Sebab, Djoko mendapat informasi bahwa Interpol Red Notice atas nama dirinya sudah dibuka oleh Interpol Pusat di Lyon, Perancis.
"Agar Djoko Soegiarto Tjandra dapat masuk ke Indonesia, maka Djoko Soegiarto Tjandra bersedia memberikan uang sebesar Rp 10 miliar melalui H Tommy Sumardi untuk diberikan kepada pihak-pihak yang turut mengurus kepentingan Djoko Soegiarto Tjandra masuk ke Indonesia terutama kepada pejabat di NCB Interpol Indonesia pada Divisi Hubungan Internasional Polri," ucap jaksa saat membacakan surat dakwaan terhadap Napoleon di Pengadilan Tipikor Jakarta, Senin (2/11/2020).
Tommy Lalu meminta bantuan kepada eks Kabiro Koordinasi dan Pengawasan Penyidik Pegawai Negeri Sipil Badan Reserse Kriminal Kepolisian Brigjen Prasetijo Utomo di kantornya.
Lantas Tommy meminta Prasetijo untuk dapat memeriksa status Interpol Red Notice Djoko.
Lalu, Prasetijo mengenalkan Tommy Sumardi kepada Napoleon selaku Kadiv Hubinter Polri saat itu.

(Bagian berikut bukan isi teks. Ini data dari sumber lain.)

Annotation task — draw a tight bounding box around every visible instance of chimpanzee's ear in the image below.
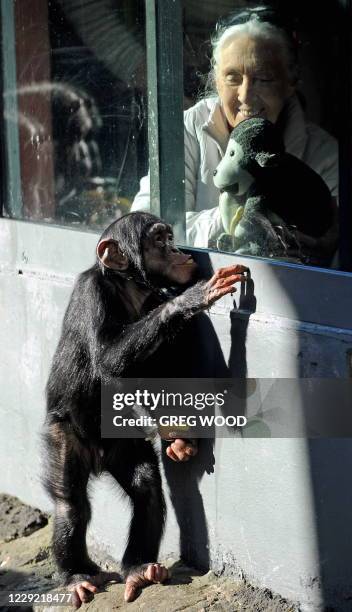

Baca juga: Irjen Napoleon Didakwa Terima Suap USD270 Ribu dan SGD200 Ribu dari Djoko Tjandra
Pada 16 April 2020, Tommy Sumardi dengan membawa paper bag warna merah tua tiba di ruangan Napoleon di ruangannya di Gedung TNCC Mabes Polri.
Dalam dakwaan ini, jaksa tidak memaparkan lebih lanjut isi paper bag tersebut.
Namun demikian, Tommy menanyakan kepada Napoleon ihwal status interpol Red Notice Djoko.
Lalu, Napoleon mengaku akan memeriksanya dan meminta Tommy untuk datang kembali keesokan harinya.
Keesokan harinya, Tommy bersama Prasetijo menemui Napoleon Bonaparte di ruangan Kadiv Hubinter Polri.
Dalam pertemuan tersebut Napoleon menyampaikan bahwa Red Notice Djoko bisa dibuka, karena kantor pusat Interpol di Lyon yang membuka.